I am not ready, however, to say that all those who have committed heinous crimes are automatically exclude from the GCTA. It is still their conduct in prison that must determine the coverage. Overall, it is a better system that treats prisoners humanely. Politically though, it might be better for those convicted of heinous crimes to be rehabilitated, not through a GCTA approach, but via the pardon and condonation route where the accountability for the decision is at the highest level.
Amid the cacophony of clashing opinions, I dare say, just do it and disqualify Sanchez and drug lords who have been running their businesses from jail. Those convicts, for example, who falsely accused Senator Leila de Lima of bribing them (no, they never accused her of drug trafficking, which inexplicably is what the Department of Justice charged her with) admitted that they were running their drug empires from jail.
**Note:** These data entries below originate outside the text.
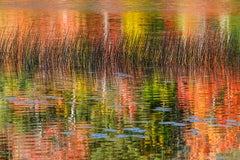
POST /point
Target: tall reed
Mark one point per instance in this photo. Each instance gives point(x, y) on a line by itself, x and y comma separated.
point(24, 49)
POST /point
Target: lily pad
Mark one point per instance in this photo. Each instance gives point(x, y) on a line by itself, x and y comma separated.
point(162, 109)
point(99, 135)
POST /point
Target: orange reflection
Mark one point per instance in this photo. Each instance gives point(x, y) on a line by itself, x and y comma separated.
point(214, 100)
point(49, 142)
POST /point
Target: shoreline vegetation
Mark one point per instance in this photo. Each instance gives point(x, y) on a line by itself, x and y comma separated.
point(22, 49)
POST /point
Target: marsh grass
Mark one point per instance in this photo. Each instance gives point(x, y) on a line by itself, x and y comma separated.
point(25, 49)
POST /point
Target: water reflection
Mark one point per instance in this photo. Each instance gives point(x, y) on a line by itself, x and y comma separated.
point(59, 104)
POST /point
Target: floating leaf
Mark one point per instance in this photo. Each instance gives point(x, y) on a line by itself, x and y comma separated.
point(137, 130)
point(123, 136)
point(162, 109)
point(166, 123)
point(109, 130)
point(98, 135)
point(179, 124)
point(68, 133)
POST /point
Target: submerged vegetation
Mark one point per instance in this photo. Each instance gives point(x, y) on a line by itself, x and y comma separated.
point(27, 49)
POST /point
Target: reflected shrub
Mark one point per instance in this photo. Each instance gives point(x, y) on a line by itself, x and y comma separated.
point(24, 49)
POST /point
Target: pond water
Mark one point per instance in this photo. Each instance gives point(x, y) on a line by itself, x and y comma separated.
point(52, 107)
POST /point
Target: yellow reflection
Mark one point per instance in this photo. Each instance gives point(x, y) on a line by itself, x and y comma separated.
point(214, 101)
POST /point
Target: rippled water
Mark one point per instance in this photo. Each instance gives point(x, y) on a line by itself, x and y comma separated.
point(117, 113)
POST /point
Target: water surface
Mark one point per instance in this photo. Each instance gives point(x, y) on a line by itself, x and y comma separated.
point(54, 109)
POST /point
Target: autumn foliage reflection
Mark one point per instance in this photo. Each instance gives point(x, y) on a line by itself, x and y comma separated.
point(212, 100)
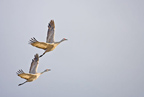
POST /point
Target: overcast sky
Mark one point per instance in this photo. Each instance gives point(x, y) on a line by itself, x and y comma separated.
point(103, 57)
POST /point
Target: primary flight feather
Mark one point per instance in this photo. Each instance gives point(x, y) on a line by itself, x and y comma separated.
point(50, 44)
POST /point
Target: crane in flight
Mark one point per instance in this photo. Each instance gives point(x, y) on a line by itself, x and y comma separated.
point(32, 75)
point(50, 44)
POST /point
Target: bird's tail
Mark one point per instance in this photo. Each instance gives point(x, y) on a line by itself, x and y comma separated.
point(22, 83)
point(42, 54)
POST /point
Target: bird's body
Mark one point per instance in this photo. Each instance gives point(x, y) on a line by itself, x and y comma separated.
point(49, 45)
point(32, 75)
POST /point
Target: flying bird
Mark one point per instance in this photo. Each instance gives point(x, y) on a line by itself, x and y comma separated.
point(32, 75)
point(50, 44)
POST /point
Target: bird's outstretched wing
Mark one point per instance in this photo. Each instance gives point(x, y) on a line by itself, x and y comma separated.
point(38, 44)
point(34, 65)
point(23, 75)
point(50, 32)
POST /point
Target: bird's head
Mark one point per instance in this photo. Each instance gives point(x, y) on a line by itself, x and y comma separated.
point(64, 39)
point(47, 70)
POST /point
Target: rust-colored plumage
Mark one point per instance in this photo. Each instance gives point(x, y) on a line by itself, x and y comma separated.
point(49, 45)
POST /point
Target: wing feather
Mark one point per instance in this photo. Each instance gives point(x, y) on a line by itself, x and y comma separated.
point(34, 64)
point(38, 44)
point(50, 32)
point(23, 75)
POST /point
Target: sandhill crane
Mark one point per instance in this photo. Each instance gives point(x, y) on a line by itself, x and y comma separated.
point(50, 44)
point(32, 75)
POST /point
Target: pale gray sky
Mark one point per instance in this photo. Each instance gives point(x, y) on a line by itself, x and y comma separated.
point(103, 57)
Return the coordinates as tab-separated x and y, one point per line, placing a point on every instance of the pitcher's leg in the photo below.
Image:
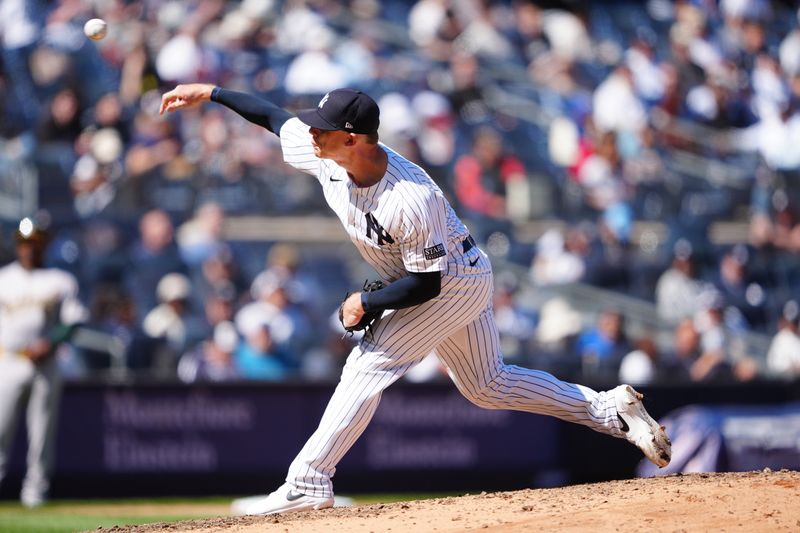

Like Sanchez, they should not be allowed to benefit from the GCTA. Let Sanchez and the convicted drug lords plead their cases before the Supreme Court who I am sure will find an interpretation of law that is good for society.
There is a truism that says difficult cases with particular and unique facts make for bad law. Either way, the result of this Sanchez situation will result badly for law. Either way, the law will suffer and will be implemented badly and in a flawed manner. Thus, we might as well do the lesser evil or less undesirable option and not apply the law on reduction of prisons terms for good conduct on Sanchez.
There is enough basis for doing that based on his behavior in prison. Remember that Sanchez was found in possession of a sachet of “shabu”(crystal meth) and a bag of marijuana leaves in his cell in 2006. In 2010, prison guards confiscated P1.5 million worth of shabu stashed in one of the former mayor’s Virgin Mary statues and in 2015, he was found illegally keeping appliances in his cell. This fact in itself makes Sanchez ineligible to apply for the benefits of GCTA.
All my law students, who I require to read the writings of my Yale Law School mentor W. Michael Reisman know this: Law is not arithmetic where 1 + 1 = 2. Black letter law does not operate in a vacuum but in a concrete context. There is no such thing as automatic and mechanistic application in applying a law. The operational code, which diverges from the black letter law, is more real to people. If the executive officials deny Sanchez and the drug lords the reduction, they are not doing something new or unique. I am sure a wise Supreme Court will find a good solution that will uphold a good law but will not allow the likes of Sanchez to distort the law and benefit from it.
The GCTA is not the problem; it’s how our executive officials are interpreting it.